On se référera au compte rendu de janvier 2013 qui contient une description très précise de la mise en scène http://wanderer.blog.lemonde.fr/?p=4971 et d’une représentation exceptionnelle, l’un des sommets du Ring présenté en 2013.
Du prologue et des trois journées du Ring, Siegfried est sans doute le plus optimiste, le seul opéra en tous cas qui se termine positivement, par une perspective azuréenne, et le seul qui soit proche d’un conte de fées, où les méchants sont vaincus et le héros vainqueur. C’est aussi le noyau de l’œuvre, car Siegfried est le héros par lequel Wagner a commencé l’élaboration de son poème.
Aussi Andreas Kriegenburg en a-t-il fait en quelque sorte le sommet de son travail et du système scénique imaginé dans cette grande boite à merveilles : c’est dans Siegfried qu’il y a les images les plus souriantes, les plus rafraichissantes, les trouvailles les plus séduisantes dans la veine héritée de Rheingold et qui renvoie le plus clairement aux contes et légendes. C’est par ailleurs aussi dans Siegfried que Wagner est le plus fidèle à la tradition.

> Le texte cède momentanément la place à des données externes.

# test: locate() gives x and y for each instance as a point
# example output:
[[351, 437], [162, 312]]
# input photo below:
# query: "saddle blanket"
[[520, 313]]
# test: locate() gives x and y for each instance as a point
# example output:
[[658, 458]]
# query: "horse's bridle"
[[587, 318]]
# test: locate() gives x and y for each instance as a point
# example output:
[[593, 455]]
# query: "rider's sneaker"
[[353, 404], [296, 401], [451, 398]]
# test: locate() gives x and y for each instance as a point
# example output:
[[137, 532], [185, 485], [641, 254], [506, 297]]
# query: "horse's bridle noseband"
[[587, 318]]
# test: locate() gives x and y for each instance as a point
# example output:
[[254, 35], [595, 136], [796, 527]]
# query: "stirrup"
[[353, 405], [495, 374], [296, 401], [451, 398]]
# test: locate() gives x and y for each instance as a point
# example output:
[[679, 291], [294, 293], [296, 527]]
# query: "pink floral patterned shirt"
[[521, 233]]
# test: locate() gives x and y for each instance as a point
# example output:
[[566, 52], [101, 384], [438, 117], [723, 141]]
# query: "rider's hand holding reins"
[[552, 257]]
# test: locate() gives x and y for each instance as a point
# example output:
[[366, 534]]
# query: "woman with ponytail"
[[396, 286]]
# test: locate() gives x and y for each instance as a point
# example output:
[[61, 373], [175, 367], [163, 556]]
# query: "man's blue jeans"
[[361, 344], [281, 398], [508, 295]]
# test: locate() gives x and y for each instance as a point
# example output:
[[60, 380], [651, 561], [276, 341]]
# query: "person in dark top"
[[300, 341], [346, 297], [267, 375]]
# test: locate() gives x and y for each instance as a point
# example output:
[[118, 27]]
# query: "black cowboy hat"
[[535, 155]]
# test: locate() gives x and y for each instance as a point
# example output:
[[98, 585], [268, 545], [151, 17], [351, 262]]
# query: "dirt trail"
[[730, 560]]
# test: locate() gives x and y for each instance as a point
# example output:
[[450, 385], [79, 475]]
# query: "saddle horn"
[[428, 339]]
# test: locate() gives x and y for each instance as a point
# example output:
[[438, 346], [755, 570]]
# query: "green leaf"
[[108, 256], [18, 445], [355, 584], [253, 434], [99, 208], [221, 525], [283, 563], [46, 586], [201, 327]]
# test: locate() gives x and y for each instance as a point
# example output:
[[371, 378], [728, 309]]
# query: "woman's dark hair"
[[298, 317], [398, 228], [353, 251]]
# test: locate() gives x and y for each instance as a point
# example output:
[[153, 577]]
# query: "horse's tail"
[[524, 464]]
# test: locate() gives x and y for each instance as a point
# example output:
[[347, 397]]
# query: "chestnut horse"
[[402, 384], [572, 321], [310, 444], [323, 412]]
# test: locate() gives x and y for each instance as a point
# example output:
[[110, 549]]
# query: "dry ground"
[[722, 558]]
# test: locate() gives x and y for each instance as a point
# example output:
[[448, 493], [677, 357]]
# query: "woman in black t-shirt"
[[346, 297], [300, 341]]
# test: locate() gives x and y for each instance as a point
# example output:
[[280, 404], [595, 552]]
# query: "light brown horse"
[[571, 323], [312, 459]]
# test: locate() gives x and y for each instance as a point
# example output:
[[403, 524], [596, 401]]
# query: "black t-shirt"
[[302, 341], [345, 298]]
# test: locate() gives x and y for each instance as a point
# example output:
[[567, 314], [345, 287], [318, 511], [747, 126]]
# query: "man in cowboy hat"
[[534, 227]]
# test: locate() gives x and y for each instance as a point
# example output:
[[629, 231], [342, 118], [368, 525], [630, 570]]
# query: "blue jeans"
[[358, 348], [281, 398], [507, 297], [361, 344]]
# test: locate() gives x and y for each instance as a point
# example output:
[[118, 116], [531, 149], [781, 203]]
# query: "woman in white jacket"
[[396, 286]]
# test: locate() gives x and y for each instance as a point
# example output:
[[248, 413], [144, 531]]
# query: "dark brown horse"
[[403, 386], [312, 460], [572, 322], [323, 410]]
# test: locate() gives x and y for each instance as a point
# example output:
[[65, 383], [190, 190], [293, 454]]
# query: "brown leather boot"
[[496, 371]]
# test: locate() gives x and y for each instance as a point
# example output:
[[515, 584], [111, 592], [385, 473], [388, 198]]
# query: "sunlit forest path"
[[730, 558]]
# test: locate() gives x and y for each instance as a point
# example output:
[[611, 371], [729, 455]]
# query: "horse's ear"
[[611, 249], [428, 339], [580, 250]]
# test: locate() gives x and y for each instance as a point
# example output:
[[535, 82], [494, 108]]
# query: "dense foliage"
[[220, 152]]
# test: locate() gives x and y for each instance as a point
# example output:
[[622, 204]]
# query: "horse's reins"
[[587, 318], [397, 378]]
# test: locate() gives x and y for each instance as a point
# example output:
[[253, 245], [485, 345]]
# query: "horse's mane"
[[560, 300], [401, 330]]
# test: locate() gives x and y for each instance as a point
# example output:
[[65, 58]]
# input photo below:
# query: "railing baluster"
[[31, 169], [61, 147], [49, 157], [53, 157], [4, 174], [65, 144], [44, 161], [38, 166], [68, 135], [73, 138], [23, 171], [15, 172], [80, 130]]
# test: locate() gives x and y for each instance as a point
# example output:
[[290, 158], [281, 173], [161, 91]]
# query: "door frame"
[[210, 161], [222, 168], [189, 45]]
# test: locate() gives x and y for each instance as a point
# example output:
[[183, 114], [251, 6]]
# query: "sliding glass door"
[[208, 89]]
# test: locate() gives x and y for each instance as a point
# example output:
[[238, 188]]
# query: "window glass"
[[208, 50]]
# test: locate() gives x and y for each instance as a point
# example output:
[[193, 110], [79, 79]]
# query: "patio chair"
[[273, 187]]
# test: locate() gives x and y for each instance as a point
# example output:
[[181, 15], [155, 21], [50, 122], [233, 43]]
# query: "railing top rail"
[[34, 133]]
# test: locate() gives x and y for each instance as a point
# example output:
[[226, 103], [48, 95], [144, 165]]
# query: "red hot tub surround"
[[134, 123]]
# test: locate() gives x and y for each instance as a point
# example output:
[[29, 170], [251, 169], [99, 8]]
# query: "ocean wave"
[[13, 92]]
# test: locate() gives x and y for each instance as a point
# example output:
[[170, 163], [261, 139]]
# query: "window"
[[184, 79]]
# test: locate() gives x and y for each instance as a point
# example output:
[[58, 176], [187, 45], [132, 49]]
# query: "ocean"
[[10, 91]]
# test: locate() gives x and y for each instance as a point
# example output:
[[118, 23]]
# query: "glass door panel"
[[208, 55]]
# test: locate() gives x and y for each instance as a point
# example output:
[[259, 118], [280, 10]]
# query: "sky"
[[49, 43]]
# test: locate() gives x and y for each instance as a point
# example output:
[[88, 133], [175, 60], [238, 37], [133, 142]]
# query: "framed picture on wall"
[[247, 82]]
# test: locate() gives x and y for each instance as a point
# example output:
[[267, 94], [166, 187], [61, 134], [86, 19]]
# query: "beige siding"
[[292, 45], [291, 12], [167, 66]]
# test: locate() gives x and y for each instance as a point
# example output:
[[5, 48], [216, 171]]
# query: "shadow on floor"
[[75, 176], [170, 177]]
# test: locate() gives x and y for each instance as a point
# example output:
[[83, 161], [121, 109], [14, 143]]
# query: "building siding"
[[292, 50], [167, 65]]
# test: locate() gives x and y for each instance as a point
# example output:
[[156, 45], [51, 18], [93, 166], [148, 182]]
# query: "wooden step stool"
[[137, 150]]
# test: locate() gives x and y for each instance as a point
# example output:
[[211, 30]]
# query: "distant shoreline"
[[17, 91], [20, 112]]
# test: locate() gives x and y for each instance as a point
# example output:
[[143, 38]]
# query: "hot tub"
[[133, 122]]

Andreas Kriegenburg va donc mener à fond son idée d’utiliser des corps de figurants ou de danseurs pour figurer les choses, dragon, forêt, oiseau, mais aussi la forge, devenue une sorte de mécanisme primitif, presque un artifice circassien.

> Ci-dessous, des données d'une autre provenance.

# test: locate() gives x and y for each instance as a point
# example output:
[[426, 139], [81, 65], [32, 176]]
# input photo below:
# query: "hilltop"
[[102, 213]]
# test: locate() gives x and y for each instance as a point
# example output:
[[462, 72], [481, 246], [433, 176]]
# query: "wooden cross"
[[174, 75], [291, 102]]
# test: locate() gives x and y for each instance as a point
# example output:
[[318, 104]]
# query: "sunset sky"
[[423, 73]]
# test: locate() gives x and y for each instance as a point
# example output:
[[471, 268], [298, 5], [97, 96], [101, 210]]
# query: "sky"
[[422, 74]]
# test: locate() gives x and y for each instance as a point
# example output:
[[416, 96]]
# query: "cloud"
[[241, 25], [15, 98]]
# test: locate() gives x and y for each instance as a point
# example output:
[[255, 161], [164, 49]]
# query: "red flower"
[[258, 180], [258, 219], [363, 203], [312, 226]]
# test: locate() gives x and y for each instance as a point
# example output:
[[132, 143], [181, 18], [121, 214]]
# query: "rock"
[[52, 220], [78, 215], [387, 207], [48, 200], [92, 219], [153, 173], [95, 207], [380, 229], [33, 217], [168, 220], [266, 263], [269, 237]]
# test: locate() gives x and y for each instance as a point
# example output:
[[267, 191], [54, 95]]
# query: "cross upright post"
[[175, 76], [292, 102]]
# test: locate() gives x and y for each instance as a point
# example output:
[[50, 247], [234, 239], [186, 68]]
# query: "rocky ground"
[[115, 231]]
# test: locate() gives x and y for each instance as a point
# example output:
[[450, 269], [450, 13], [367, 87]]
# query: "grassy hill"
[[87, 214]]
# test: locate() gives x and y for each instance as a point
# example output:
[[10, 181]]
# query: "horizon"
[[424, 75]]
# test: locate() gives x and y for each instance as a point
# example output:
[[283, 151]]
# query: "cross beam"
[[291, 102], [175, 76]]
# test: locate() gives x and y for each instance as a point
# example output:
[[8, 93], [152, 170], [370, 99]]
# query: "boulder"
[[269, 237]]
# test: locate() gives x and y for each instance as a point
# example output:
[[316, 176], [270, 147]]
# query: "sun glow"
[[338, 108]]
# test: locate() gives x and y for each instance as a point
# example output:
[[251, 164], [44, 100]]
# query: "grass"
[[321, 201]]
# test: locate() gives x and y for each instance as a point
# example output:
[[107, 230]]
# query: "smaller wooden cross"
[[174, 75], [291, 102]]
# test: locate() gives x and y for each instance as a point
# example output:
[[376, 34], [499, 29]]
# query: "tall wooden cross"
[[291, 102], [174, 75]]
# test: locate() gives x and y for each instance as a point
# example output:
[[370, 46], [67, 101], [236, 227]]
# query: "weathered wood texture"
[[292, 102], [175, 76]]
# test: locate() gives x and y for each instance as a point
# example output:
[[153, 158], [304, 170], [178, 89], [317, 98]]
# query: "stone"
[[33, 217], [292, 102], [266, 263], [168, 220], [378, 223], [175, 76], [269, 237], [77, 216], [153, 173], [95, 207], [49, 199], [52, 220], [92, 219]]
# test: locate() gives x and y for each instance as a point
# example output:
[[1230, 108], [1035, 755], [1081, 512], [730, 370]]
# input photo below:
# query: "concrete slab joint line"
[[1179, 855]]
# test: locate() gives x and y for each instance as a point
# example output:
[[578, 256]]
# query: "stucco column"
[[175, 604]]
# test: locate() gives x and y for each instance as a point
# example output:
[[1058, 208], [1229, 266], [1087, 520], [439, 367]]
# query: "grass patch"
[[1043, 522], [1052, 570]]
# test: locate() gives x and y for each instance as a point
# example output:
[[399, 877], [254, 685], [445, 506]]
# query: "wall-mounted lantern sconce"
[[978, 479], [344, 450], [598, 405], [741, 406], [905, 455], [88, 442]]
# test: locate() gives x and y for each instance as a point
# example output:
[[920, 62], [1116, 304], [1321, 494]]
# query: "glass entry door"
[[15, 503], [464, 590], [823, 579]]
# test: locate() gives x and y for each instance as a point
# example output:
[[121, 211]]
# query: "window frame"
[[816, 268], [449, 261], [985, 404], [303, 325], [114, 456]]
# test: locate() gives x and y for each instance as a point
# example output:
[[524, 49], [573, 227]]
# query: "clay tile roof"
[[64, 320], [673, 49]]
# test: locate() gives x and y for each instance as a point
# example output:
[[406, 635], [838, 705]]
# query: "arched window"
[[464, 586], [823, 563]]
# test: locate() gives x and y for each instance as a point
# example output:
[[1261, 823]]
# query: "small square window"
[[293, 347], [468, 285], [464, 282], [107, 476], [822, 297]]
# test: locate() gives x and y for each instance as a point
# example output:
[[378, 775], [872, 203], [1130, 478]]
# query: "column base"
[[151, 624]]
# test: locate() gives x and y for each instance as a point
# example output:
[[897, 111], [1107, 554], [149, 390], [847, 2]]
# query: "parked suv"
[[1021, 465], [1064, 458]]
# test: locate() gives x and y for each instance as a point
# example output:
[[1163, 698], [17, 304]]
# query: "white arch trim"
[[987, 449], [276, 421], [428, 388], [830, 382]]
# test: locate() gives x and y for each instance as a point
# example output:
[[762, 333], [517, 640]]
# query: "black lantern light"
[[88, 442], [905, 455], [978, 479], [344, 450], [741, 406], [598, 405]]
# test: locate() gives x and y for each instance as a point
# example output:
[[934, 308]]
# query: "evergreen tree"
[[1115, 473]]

Il faut rappeler que Rheingold, Walküre et Siegfried forment dans la conception de Kriegenburg cet ensemble que Wotan réussit à maîtriser. Comme il le sait depuis l’apparition d’Erda, dès Rheingold, et comme il le vérifie, dès que sa lance sera brisée, les héros iront leur chemin qu’il ne pourra plus arrêter.

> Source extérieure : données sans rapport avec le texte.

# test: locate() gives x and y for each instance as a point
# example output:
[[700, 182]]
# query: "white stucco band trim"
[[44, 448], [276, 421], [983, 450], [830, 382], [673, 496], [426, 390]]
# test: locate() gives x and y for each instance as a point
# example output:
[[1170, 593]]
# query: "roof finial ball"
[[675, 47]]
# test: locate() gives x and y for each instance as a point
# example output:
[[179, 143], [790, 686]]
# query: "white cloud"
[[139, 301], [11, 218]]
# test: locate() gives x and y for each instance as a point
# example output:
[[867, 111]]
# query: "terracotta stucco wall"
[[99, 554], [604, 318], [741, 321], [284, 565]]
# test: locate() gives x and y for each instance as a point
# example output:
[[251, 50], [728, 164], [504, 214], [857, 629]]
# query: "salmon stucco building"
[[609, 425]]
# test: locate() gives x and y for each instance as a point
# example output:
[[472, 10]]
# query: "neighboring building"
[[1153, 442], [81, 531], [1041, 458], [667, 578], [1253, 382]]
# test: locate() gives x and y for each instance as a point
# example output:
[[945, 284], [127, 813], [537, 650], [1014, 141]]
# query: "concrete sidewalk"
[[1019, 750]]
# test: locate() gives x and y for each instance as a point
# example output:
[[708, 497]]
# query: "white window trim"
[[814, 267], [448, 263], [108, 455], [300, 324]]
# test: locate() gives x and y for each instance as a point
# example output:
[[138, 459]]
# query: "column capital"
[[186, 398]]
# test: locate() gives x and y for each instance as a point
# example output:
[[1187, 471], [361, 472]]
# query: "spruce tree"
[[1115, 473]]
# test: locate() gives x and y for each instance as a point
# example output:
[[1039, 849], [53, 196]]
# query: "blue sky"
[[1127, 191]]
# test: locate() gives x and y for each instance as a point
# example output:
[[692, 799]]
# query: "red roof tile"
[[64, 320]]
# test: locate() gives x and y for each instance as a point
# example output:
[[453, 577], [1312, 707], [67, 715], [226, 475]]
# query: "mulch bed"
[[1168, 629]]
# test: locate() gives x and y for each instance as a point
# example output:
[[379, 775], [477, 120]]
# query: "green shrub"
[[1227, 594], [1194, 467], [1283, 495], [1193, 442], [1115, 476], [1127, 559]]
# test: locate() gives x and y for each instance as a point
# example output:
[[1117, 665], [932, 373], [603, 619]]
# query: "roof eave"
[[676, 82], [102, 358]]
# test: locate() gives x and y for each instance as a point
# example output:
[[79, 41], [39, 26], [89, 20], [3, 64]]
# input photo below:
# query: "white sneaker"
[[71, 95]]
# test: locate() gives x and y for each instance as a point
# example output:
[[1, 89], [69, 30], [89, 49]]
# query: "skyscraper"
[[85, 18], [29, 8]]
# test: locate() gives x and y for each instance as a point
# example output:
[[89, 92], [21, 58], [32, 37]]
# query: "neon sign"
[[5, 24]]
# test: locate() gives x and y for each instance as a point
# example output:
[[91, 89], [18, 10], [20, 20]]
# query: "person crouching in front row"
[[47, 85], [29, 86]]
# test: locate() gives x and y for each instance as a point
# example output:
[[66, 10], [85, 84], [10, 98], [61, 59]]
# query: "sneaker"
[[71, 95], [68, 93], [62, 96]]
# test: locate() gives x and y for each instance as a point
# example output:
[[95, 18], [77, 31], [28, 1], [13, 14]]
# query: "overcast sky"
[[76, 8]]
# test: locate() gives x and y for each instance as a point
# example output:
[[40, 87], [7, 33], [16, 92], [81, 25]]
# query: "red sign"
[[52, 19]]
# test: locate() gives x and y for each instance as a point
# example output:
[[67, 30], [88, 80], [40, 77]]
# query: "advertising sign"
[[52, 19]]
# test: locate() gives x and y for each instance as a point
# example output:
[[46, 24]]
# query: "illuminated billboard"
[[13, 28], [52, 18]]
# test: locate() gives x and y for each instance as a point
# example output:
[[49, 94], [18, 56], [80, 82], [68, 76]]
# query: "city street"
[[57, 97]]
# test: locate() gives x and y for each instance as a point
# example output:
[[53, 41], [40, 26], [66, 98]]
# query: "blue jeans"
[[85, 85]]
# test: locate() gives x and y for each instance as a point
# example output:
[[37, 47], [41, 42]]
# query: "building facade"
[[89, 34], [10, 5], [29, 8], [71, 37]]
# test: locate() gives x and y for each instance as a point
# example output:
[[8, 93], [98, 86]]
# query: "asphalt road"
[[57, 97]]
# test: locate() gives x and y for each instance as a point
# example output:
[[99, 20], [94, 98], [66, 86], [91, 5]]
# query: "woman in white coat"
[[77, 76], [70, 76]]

Ainsi Götterdämmerung, sorte de chute dans le monde des hommes, sera d’une esthétique et d’une inspiration complètement différente : Le Götterdämmerung de Kriegenburg est une chute dans un monde post-Fukushima, gouverné par le commerce, l’argent, le bling-bling, en bref, notre monde : l’homme-enfant, naïf et souriant, n’y peut résister. Et s’y noie. Et y meurt.
C’est ma troisième vision de Siegfried dans cette production et je reste toujours aussi émerveillé, en remarquant çà et là des points oubliés : le rôle de l’oiseau au troisième acte, qui pousse Siegfried au lit, le jeu de Siegfried dans ce même troisième acte, d’abord timide et fuyant, puis au contraire envahi de désir, le jeu ironique du Wanderer au deuxième acte contre Alberich, en le mimant dans la même attitude que dans Rheingold (crucifié par la lance) et surtout la grande précision du travail des acteurs et la maîtrise du jeu. C’est une vraie mise en scène de théâtre, qui travaille à la fois sur les relations entre les personnages et sur les images, je dirai une imagerie qui tout en illustrant le récit à la manière d’un livre d’enfants ou de ces livres qui s’ouvrent en proposant des images en relief.
En 2013, Siegfried était Lance Ryan, avec ses immenses qualités et son engagement et en janvier, il était dans un très bon soir vocal tout comme Catherine Naglestad d’ailleurs (le duo était exceptionnel). Cette fois-ci, au milieu d’une distribution assez proche de celle de 2013, Siegfried, c’est Stephen Gould, auréolé de ses derniers Tristan triomphaux. Ce qui fait que certains attendent de lui LA prestation définitive…Mais Tristan n’est pas Siegfried.
Quand finira-t-on par comprendre que les rôles de Heldentenor ne sont pas superposables, et que de Heldentenor aujourd’hui, il y en a pas, ou si peu.
La plupart des Heldentenor aujourd’hui sont des ténors dramatiques qui forcent leur voix ou qui s’y essaient. C’est vrai que Stephen Gould s’en rapprocherait, mais son Siegfried a montré malgré bien des moments magnifiques et d’indéniables qualités vocales que nous n’y étions pas tout à fait ce soir.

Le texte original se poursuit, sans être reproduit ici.